My mum's breakdown and all the surrounding hoo-haa happened almost 20 years ago, but after my dad left he moved in with someone who wouldn't even countenance me and my DSisters living with them. We were all studying and at school and at the time we didn't really have a choice but to brush all DM's activities under the carpet and try to rebuild a vestige of family life.
Of course it's all bubbled to the surface a few times since but DM has always been dismissive, saying it's an old chestnut that gets thrown in her face etc. I was very very internally angry about it for a long time, and can't say I had a good relationship with her until my DSes were born. She has been a good GM and loves my DSes and it has helped to paper over the cracks, but then something like this crops up and all my old rage, mistrust and lack of respect for her come back.
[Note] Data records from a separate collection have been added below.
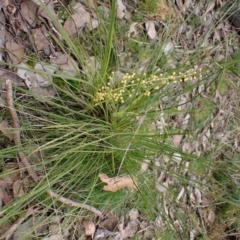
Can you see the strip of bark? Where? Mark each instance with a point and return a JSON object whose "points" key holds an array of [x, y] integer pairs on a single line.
{"points": [[24, 158], [74, 204]]}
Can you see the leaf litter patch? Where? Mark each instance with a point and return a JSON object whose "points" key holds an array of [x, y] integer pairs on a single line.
{"points": [[35, 19]]}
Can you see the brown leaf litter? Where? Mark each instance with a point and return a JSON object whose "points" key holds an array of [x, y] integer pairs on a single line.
{"points": [[116, 183]]}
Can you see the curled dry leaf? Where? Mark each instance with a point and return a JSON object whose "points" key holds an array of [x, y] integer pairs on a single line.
{"points": [[28, 12], [6, 130], [35, 82], [121, 9], [89, 227], [15, 51], [66, 63], [18, 188], [39, 38], [116, 183], [133, 214], [211, 216], [78, 20], [132, 30], [151, 31]]}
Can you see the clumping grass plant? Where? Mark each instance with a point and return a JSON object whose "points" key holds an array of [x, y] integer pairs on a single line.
{"points": [[102, 122]]}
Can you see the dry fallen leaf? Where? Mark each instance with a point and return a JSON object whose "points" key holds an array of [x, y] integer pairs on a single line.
{"points": [[211, 216], [133, 214], [116, 183], [18, 188], [35, 82], [132, 30], [28, 12], [39, 38], [15, 51], [6, 130], [151, 31], [121, 9], [66, 63], [89, 227], [78, 20]]}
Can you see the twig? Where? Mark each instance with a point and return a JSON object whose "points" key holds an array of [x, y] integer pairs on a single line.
{"points": [[24, 159], [9, 99], [8, 234], [74, 204]]}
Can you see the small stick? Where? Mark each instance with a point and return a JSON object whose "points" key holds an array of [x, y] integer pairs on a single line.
{"points": [[74, 203]]}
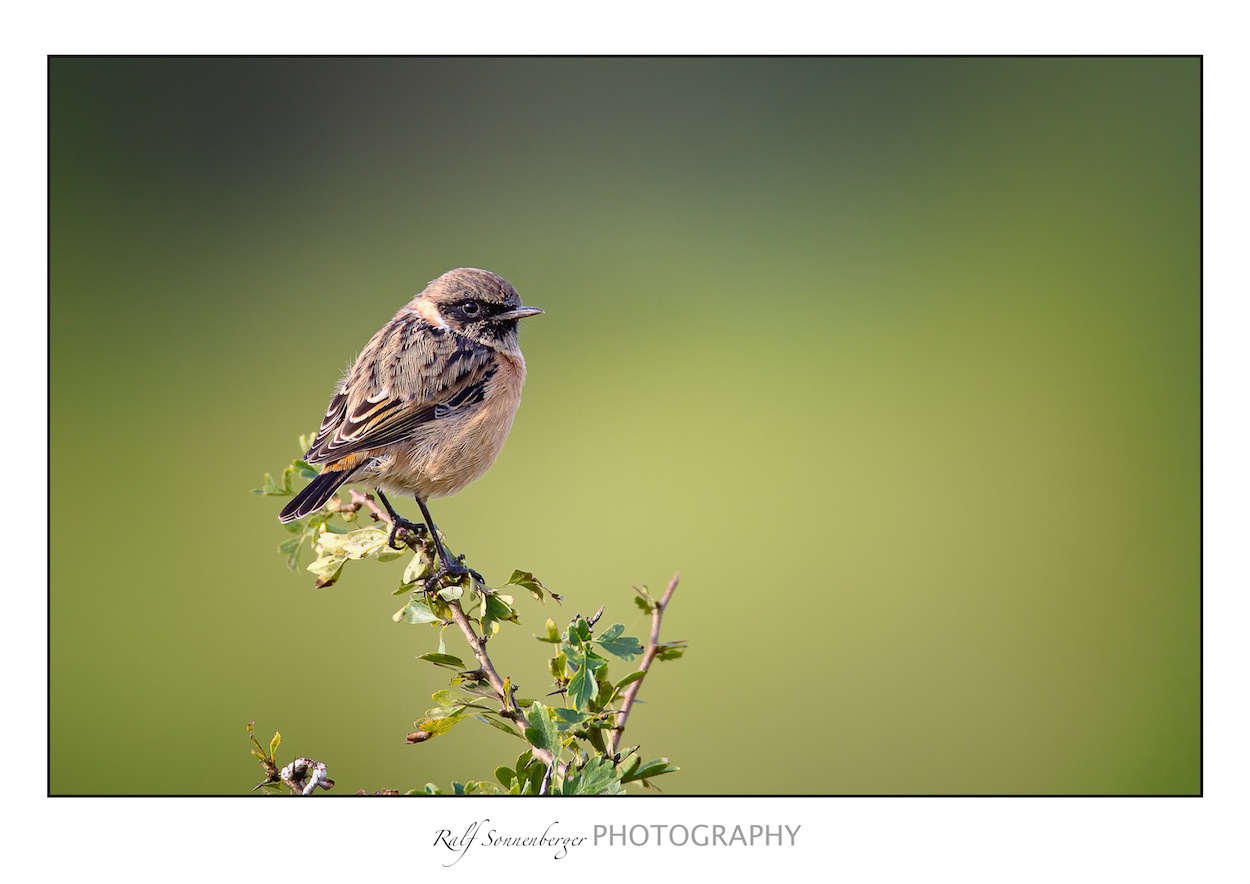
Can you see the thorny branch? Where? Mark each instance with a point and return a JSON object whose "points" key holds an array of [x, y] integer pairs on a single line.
{"points": [[508, 699], [653, 648]]}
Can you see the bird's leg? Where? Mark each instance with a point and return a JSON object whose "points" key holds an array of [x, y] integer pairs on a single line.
{"points": [[398, 522], [456, 568]]}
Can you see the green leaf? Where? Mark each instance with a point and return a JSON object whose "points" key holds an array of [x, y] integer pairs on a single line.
{"points": [[499, 609], [625, 647], [568, 718], [579, 632], [419, 568], [358, 544], [541, 733], [553, 633], [446, 698], [438, 725], [529, 582], [445, 660], [650, 769], [583, 685], [416, 612], [598, 778]]}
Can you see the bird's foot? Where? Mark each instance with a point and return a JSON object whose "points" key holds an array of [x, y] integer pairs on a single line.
{"points": [[400, 527], [451, 569]]}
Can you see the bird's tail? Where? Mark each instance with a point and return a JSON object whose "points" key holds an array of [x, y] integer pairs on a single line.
{"points": [[315, 494]]}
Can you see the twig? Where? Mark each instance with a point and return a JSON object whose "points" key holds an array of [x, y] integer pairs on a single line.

She clearly does have strange boundaries when it comes to sex. Thinking back, my DSisters were always allowed to have boyfriends to stay over when they were in their teens, including when they were underage. DM used to be overly involved in their relationships and bustups etc too. I remember her and DSis1 having flings with a couple of mates who were working in the town over the summer, both these blokes were in their 20s, DSis probably 15/16 and DM late 40s. These blokes were sleeping in caravans and tents and DM and DSis went with them.
My dad had had a gutful and was humiliated and had moved far away to get away from all the gossip and was embroiled with this woman. He just didn't want to be involved and I just felt too embarrassed to talk to anyone else.
I didn't really want DM or DSisters involved in my relationships so they never really met anyone before DH. I suppose being the OW suited me at that point because I didn't have any pressure from that bloke to meet my family! But I am so ashamed when I look back now. i can't believe that was me. He had a very nice DW who I knew, and a young DD and I just didn't care. I was just like a blow up doll for him and that was enough.
I remember being surprised by how kind and demonstrative DH was when we first got together. Just the way he kissed my head when he brought me a cup of tea, or that he cared when I was ill. In restrospect I was absolutely starved of normality!
When DH and I had DS1 and then got married, I think DM and DSisters were all really shocked. My youngest DSis was particularly weirded out by it, so much so that she immediately got engaged to the bloke she had been seeing for 3 months and also got pregnant. She shoehorned her wedding in 2 months before mine, in the same hotel, which at the time I was seriously hurt about. She split up with her H less than a year later and hasn't really enjoyed motherhood. DNephew has spent half the week at his paternal GM's since birth and she has admitted she has never really bonded with him.
I apologise for waffling but it's been really cathartic, so thanks to you all for reading. I had no idea when i started this thread that it would open up all this stuff. I didn't know how much it still affected me, or that it had rooted itself so much into my family.
As for the party, I am definitely determined that my DSes will not be seeing any burlesque one way or the other. Whether that's though confrontation or avoidance I'm not sure yet, but since the party is not until next year I have plenty of time to decide.
As for the masking tape question, I think it is something that is made for strippers. My DSisters call it pasties or patsies? One of them has a pierced nipple so it can't be that painful to take off. HTH!
Thank you all again for being so nice and so normal!